Daniel: So, because I've thought about—we spoke about this, about my place. If you rented yours out. I think at the peak of interest rates and what we think we would rent our house for, it was about a 33% premium. So we're probably sitting in that 50, 60% with the mortgage. Versus if you're renting, you're probably down at like 40%.

Rory: Yeah, 30 to 40%. I'd say, yeah, probably in that middle 35%, aye. Let's just say that because you take away some of those costs, you're not paying rates, you're not paying maintenance as well.

Daniel: Absolutely. Just paying your utilities. It's a fixed cost.

Rory: Yeah, you're just paying your utilities. So, I mean, there's no question about it that it's going to be much cheaper if you are renting, you know? In the short term.

Daniel: Right. But if you're owning, obviously you've neutralised, you've set the lid on your expenses of your household. You know, you said, look, this is what I pay for the property and one day the house can be paid off. You know, you neutralise your cost to live.

Rory: And then you can't do DIY on a rental, you know?

Daniel: Oh, so what sort of life are you going to be living?

Rory: Depends if the landlord's your mate. I had a client who had a rental property, had the tenants in there for 20 years and they said, look, I'm going to rent forever and they were a bit handy. They said, can I just make the place a home? They said, yeah, no problem. And so they let them fully renovate the bathroom. It's like if you want to spend your money on that, go for it.

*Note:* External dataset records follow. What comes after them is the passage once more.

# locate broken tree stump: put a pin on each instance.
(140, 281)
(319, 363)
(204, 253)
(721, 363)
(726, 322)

Daniel: That's crazy. Like the landlord's living the dream here, right? I mean, how good does it get?

Rory: Next minute the valuation's gone up and he decides he wants to flick it.

Daniel: Flips it, aye.

Rory: Do you want to do the laundry before we move on?

Daniel: Oh my God, that would be naughty.

Rory: That's what people are spending on housing and I feel like if that was stretched out to 40 years, then yeah, it's not making financial sense long term, but we'll have a chat about that when we do our numbers in a bit.

Daniel: What about Dave Ramsey's numbers? You've written something down here just so we can have a little bit of a boo-hoo moment. A lot of people might know him—he's big online. He is a financial influencer in the States. He's an old American guy. He is like, pay your debt.

Rory: I know who you're talking about. I really like some of his teachings, but he's a bit hardcore, you know? And so obviously housing's a complete different kettle of fish in the US. It's a lot cheaper. And so he recommends to people who follow his teachings, if you're going to buy a house, get it on a 15-year loan term, and the repayment can only be 25% of your take-home pay.

Daniel: Yeah, you need a bloody good mortgage adviser in New Zealand to pull that off.

Rory: Or you need a massive income.

Daniel: You need a massive income to pull that off in New Zealand. So that's not applicable even in America now. The people who follow him are saying, look, Dave, like, well, we get what you're saying. You know, pay all your consumer debt off, live frugally, invest 15% of your income. But this number doesn't make any sense. We can't buy family homes anymore. You know, the cost of housing has gone up and we have to accept that's going to be part of our life now, you know?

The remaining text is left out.